Tix is a custom type checker/LSP for Nix. I wanted TypeScript for Nix — strong inference where possible, type annotations for the really nasty parts.

Tix Overview

Tix is based on Simple Sub (algebraic subtyping) + Negation types. My main goal was to make the LSP experience of Nix more on par with other modern languages. A typechecker helps track what can be autocompleted and where things are defined, so that felt like the right foundation.

Tix is not the only Nix lsp. Nil and Nixd are both great Nix LSPs. My assumption was a good type checker could provide more features and hopefully still be performant. TypeNix is a newer project with similar goals but a different approach, it translates Nix ASTs into TypeScript ASTs and reuses TypeScript’s type checker. Honestly a really cool idea. Its LSP seems pretty good and seems to support overrides better than Tix currently does. With that said my gut assumption is Tix might be easier to tailor specifically for nix.

Here is what Tix can do

  • Give you type errors for bad nix code
  • Auto complete for pkgs in NixPkgs
  • Auto complete + inline docs for Nixos config values
  • Jump to def across files in your project
  • Jump to def into Nixpkgs on pkgs + Nixos options

Tix is also pretty fast. A full type check of nixpkgs can be done in around 20 secs. Smaller projects like my nixos config check in 5ish seconds. I have some ideas to make this even faster…

I used claude pretty heavily while making Tix. It started "all natural" but is now almost all Claude. If you feel strongly about that, I get it but hope you can still find Tix useful

The Type System

A very common type system people pick for functional languages is Damas-Hindley-Milner (commonly called Hindley-Milner or HM). It’s somewhat simple to implement, and it is “Complete” meaning that without any type annotations we can infer the most general type of the program passed.

A Basic Implementation of HM

See this post for a great implementation overview, I will cover just the high level here.

It basically works like this (I am simplifying this heavily)

  • Walk the AST of the program
    • As you walk assign unique type variables to each expression
    • Generate constraints on those type variables
      • EX: let x = a x and a must be the same type
      • EX: let y = foo b, foo must be a function that takes b as its arg
      • EX: let z = bar.someKey bar must be an attrset with at least the key someKey
  • Solve all those generated constraints via unification, propagating the info gained from each constraint to the type variables involved.

I implemented HM initially and it worked great until I wanted to support union types, types whose value could be a number of different types, ie string | int | {key: string}. When you do inference in HM you can only equate two unknown types to be the same type, there is no kind of subtyping relationship that unions need.

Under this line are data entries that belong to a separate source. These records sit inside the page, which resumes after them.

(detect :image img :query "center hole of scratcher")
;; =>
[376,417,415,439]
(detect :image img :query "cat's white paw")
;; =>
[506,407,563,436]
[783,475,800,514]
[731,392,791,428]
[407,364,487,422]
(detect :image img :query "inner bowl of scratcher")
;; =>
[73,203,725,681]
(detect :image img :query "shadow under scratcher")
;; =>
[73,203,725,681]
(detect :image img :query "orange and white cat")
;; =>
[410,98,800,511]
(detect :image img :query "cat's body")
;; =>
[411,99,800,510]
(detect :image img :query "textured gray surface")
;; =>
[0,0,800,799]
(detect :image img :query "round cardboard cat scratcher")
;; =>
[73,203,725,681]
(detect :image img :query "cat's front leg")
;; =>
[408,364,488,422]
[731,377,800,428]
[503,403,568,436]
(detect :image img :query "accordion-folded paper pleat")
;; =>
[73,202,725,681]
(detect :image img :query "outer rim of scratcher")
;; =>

Other languages that use HM support some kind of tagged union to work around this. I did not want to change the core nix language so this would not really work for Tix.

SimpleSub

Thankfully, SimpleSub is basically an extension of HM that supports subtyping. It has the same high level idea of walk the ast and generate constraints. But instead of requiring unification you can encode a subtyping relationship. For example in let y = foo b, instead of saying that b must be the same type as the arg of foo, b can be a subtype of the arg of foo.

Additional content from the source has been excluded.